Avec ses allures d’épisode nihiliste de la Quatrième dimension, Vivarium, première réalisation de l’Irlandais Lorcan Finnegan, est un film rageur, plongeant un jeune couple pas forcément encore prêt à passer le cap de l’âge adulte dans un purgatoire existentialiste renfermant tous leurs doutes et anxiétés. Jouant de son petit budget avec intelligence, Vivarium tisse son huis clos dans une esthétique volontairement lisse très inspirée par le surréaliste Magritte (on repérera aussi le plan aérien hommage à The Shining, celui au‑dessus du labyrinthe), qui ne fait que renforcer l’artificialité étouffante de ce monde sans issue. Omniprésent et rebondissant d’un registre à l’autre, le couple tourmenté est interprété avec juste ce qu’il faut outrance par Imogen Poots (Frank & Lola) et Jesse Eisenberg (croisé récemment dans Retour à Zombieland), tous deux très bons au fil des rebondissements de l’intrigue.
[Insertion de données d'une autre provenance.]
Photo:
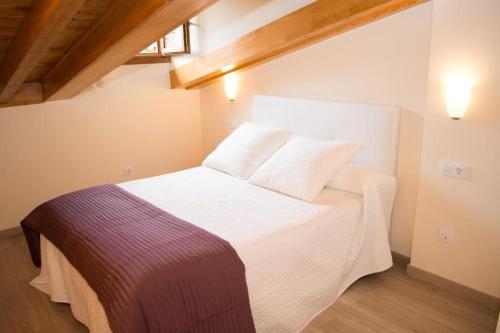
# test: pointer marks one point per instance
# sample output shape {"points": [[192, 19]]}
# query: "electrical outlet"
{"points": [[128, 171], [453, 169], [446, 235]]}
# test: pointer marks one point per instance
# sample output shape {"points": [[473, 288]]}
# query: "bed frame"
{"points": [[376, 127]]}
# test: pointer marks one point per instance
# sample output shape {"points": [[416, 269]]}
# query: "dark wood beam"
{"points": [[39, 28], [128, 28], [148, 59], [315, 22], [28, 93]]}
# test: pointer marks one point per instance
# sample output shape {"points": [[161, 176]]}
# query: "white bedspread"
{"points": [[299, 256]]}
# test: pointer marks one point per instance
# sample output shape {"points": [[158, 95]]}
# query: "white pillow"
{"points": [[352, 178], [303, 166], [242, 152]]}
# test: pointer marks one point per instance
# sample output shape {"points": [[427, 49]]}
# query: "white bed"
{"points": [[299, 256]]}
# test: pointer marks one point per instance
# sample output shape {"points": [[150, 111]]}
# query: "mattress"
{"points": [[299, 256]]}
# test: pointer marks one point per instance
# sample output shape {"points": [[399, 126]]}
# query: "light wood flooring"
{"points": [[386, 302]]}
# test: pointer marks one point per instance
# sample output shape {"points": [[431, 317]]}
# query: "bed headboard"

Dommage cependant qu’après un départ glauque et sarcastique, Vivarium finisse par patiner, donnant l’impression que le film tourne lui‑même en rond, conduisant ses personnages dans des culs‑de‑sac narratifs et refusant de dissiper son mystère pourtant au centre de la machine. Se bornant à frustrer le spectateur et à stagner dans un ventre mou un peu trop caustique qui occupe toute la seconde moitié de l’intrigue, Vivarium finit par n’être que l’ombre de sa promesse, laissant une légère impression de belle occasion loupée malgré quelques séquences vertigineuses bien senties, que l’on aurait toutefois souhaitées voir apparaître 30 minutes auparavant. Reste un film de genre à l’énergie rafraîchissante, au diapason des interrogations d’une jeunesse qui prend de l’âge, et donnant envie de voir où Lorcan Finnegan portera son cinéma par la suite.
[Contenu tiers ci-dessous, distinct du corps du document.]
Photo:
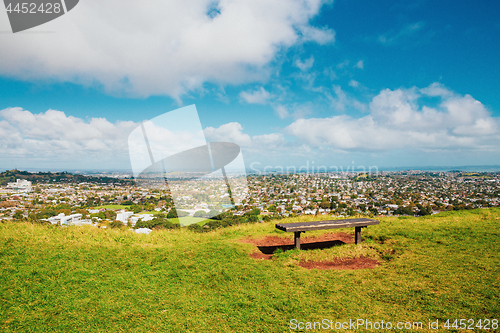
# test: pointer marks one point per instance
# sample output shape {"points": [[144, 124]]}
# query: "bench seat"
{"points": [[297, 228]]}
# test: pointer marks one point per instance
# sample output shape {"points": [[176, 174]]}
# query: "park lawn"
{"points": [[84, 279]]}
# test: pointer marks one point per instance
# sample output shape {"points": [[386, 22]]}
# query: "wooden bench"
{"points": [[297, 228]]}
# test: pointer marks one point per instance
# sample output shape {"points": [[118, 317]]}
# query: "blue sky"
{"points": [[294, 83]]}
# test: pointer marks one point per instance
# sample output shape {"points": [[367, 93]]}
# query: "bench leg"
{"points": [[297, 240], [357, 235]]}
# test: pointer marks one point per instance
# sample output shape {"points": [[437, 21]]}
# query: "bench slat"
{"points": [[330, 224]]}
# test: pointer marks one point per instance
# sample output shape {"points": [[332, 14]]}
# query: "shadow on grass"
{"points": [[305, 246]]}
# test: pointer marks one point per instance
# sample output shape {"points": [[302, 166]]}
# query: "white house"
{"points": [[20, 185], [123, 216], [63, 219]]}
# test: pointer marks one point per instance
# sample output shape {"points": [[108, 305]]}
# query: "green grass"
{"points": [[84, 279]]}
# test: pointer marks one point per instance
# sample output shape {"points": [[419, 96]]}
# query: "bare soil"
{"points": [[356, 263], [269, 244]]}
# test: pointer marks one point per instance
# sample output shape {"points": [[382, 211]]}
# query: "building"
{"points": [[63, 219], [124, 216], [20, 185]]}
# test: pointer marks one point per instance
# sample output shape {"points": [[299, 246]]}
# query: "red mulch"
{"points": [[357, 263], [280, 241], [270, 241]]}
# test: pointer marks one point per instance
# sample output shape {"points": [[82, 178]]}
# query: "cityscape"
{"points": [[103, 201]]}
Émilien Villeroy - Publié le 10/07/20
Liste des bonus
- Entretien avec Jesse Eisenberg (27')
- Entretien avec Lorcan Finnegan (7')
- Tests VFX (1')
- Story‑board du film (150 pages) (7')
- Fondation Gan pour le cinéma (5')
- Bande-annonce et teaser


Commentaire

À découvrir dans le story‑board intégral, une fin alternative très tentante. L'entretien avec Jesse Eisenberg n'est pas banal non plus puisqu'il est mené par le comédien français Félix Moati, un grand fan d'Eisenberg avec qui il a récemment tourné un film. L'entretien démarre d'ailleurs par une « presque » déclaration d'amour !

 

Plus classiquement, le réalisateur Lorcan Finnegan revient quant à lui sur les origines du film, notamment un documentaire de la BBC sur les coucous (ces oiseaux qui volent les nids des autres, tuent les jeunes occupants et se font nourrir ni vu ni connu par leurs parents). Ainsi que son court métrage Foxes sur un thème très proche de celui de Vivarium.

 

Un peu plus loin, Manuel Chiche, patron de The Jokers, revient sur le film, sa distribution et le prix Fondation Gan pour le cinéma qui lui a été remis à Cannes. Enfin, on pourra voir un court extrait des plans truqués du film pour simuler à l'infini ce lotissement de l'enfer.

Note bonus : 4/6
Image

Un lotissement aux maisons couleur vert menthe (le plus glauque qui soit, surtout s'il est comme ici légèrement délavé), elles‑mêmes représentées à l'infini en peinture à l'intérieur de la maison du jeune couple, un ciel toujours identique (une référence à Magritte là encore), un agent immobilier au teint vitreux, des lumières artificielles sans aucune variation, bref, on étouffe ! L'effet est bien entendu voulu, et très efficace à l'image. On constate en revanche un très léger fourmillement (surtout en basse lumière) et quelques plans floutés sur les pourtours, sans doute dû aux optiques utilisées. De la précision malgré tout et un vrai parti pris graphique, même si les effets spéciaux provoquent volontairement ou pas un certain « décalage ».

Top image : aucun
Note image : 4/6
Son

Une bande‑son épurée, presque atone, sans vent ni éléments extérieurs. Un effet minimaliste avec toutefois quelques jeux droit/gauche sur les enceintes et une musique suffisamment organique et intrigante pour accompagner cette étrange plongée en enfer vert.